Diğer Dinlerde Dua

İlahi dinler, insanın dinî inanç ve duygularını canlı tutmak ve yaratıcısıyla iletişimini devamlı hâle getirmek maksadıyla dua kavramını önemsemişlerdir. Bazı dua ve ibadetlerin insan için bir görev hâline getirilmesinde söz konusu iletişimi etkili ve sürekli hâle getirme amacı güdülmüştür. Söz gelimi İslam’ın temel ibadetlerinden olan namaz ibadetiyle Allah’a bağlılığını dile getiren insan, her daim O’nu hatırlayarak Rabbiyle iletişim hâlinde bulunmuş olur.  Dinlerde dua muhteva, şekil ve anlatım biçimine göre bazı türlere ayrılır. Asıl ve en yaygın olanı yalvarıp yakarmadır. Bu tür duada insan bir kötülükten kurtulmayı veya bir iyiliğe kavuşmayı diler. Diğer bir tür de şükür ve hamdetmedir. Bu ise kabul ettiği bir dilek ve istekten dolayı Tanrı’yı üstün vasıflarını sayarak yüceltmektir. 

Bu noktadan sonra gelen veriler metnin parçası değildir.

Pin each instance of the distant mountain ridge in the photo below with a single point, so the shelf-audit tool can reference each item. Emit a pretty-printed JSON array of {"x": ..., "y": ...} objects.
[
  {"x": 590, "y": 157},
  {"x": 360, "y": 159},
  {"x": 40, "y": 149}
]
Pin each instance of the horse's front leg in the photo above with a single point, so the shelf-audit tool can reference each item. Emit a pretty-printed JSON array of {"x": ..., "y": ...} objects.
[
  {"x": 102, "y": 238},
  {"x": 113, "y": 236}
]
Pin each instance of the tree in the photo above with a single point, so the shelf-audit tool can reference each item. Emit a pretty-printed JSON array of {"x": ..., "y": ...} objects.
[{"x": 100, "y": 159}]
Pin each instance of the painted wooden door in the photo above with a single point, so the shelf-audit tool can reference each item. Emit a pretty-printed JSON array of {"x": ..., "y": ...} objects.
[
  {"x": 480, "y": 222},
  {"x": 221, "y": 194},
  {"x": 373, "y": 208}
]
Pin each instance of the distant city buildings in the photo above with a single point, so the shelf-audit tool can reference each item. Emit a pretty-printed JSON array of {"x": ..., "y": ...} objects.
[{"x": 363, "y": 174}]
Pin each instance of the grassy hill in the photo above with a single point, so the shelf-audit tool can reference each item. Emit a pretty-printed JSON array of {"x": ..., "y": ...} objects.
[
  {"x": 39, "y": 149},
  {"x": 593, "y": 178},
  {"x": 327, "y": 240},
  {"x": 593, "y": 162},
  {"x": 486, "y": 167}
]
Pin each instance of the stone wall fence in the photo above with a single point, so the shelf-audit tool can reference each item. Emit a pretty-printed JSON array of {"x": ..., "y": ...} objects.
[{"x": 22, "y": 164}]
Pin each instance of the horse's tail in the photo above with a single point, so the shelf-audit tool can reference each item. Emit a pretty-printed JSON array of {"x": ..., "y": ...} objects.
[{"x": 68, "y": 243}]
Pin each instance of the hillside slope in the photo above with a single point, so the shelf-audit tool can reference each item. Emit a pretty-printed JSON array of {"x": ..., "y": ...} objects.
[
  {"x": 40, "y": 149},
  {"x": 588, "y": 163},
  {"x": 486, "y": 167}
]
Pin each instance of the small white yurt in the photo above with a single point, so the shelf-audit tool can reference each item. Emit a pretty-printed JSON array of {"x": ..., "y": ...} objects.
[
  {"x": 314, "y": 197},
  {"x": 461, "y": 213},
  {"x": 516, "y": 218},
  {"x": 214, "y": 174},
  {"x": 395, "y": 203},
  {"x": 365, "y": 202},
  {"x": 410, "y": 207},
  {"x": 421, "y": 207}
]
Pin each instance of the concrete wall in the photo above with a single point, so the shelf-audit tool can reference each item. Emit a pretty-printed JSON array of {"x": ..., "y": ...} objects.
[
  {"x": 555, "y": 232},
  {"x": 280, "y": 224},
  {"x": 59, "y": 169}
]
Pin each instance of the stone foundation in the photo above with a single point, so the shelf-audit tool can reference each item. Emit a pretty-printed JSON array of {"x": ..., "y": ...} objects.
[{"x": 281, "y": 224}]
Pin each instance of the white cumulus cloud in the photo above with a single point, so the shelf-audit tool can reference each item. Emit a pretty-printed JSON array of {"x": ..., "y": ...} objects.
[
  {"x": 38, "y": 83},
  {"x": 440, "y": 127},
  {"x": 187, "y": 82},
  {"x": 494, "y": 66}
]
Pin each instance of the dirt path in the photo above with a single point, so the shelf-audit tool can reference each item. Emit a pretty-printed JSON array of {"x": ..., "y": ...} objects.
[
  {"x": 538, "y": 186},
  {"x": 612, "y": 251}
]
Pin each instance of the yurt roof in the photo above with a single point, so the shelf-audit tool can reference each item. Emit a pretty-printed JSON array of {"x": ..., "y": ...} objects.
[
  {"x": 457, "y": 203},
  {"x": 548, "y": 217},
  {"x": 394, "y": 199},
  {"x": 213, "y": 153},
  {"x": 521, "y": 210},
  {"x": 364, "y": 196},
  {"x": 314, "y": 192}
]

Hemen bütün ilkel kabile dinlerinde güneş doğarken ve batarken, ekim ve hasat zamanlarında kurallara bağlı olarak dua etme geleneği mevcuttur. Dua esnasında kutsal eşyanın öpülmesi, okşanması, çıplak ayakla etrafında dönülmesi vb. hususlar bu dinlerin bariz özelliklerindendir. Hint mistisizminde “yoga”ya dayanan ibadetsiz bir dua türü vardır. Hinduizm’de dua inandırıcı sözlerle yapılır; ortak dua sembolü “om”dur. Budizm’de yüce varlığa karşı belirli bir dua söz konusu olmamakla beraber Buda’ya dua etmek ve ondan istekte bulunmak geleneği hâkimdir. Şintoizm’de dua, mabet veya evde tanrılara pirinç ve pirinç şarabı sunmakla yerine getirilir.
Yahudilik’te dua Allah’a yaklaşma vesilesi olarak kabul edilir. İbranice ‘tephillah’ dua anlamına gelir. Yahudiler ayakları bitiştirmek, diz çökmek, baş eğmek, elleri göğe açmak ve Kudüs’e yönelmek suretiyle dua ederler. Günümüzde Yahudiler günde üç defa (sabah, öğle, akşam) dua ederler. Ayrıca sinagogda cumartesi (sabbat) ve bayram günlerinde bunlara ek dualar ilave edilir. Dua öncesinde temizlik yapmak ve özel ayin elbisesi giymek gerekir. Duaların büyük bir kısmını ihtiva eden Mezmurlar hem Yahudi hem de Hristiyanlarca dua sırasında okunmaktadır.
Hristiyanlık’ta da dua tanrıya ulaşma, onu tanıma ve vicdanın sesi olarak nitelendirilir. Duada Hz. İsa temel unsuru teşkil etmekle beraber Allah ve Rûhulkudüs de duanın önemli rükünlerindendir. Günümüzde Hristiyanların günlük (sabah, öğle, akşam), haftalık (pazar) ve yıllık (paskalya) olarak keşişler ve rahipler gözetiminde manastırlarda yaptıkları dua geleneği oldukça uzun bir geçmişe sahiptir. Katolik kilisesinde günde yedi ayrı dua saati bulunmaktadır. Ortodoks kilisesinin geleneğinde gün batarken okunan “vesperum” günün ilk duasını teşkil eder. Genel olarak kiliselerdeki dua şekilleri pek fazla değişiklik göstermez.
Dinlerin manevi ve ahlaki mahiyetlerinin o dinlere ait dualara büyük ölçüde yansımış olduğunu söylemek mümkündür. (DİA, Cilacı, Osman, Dua, mad.)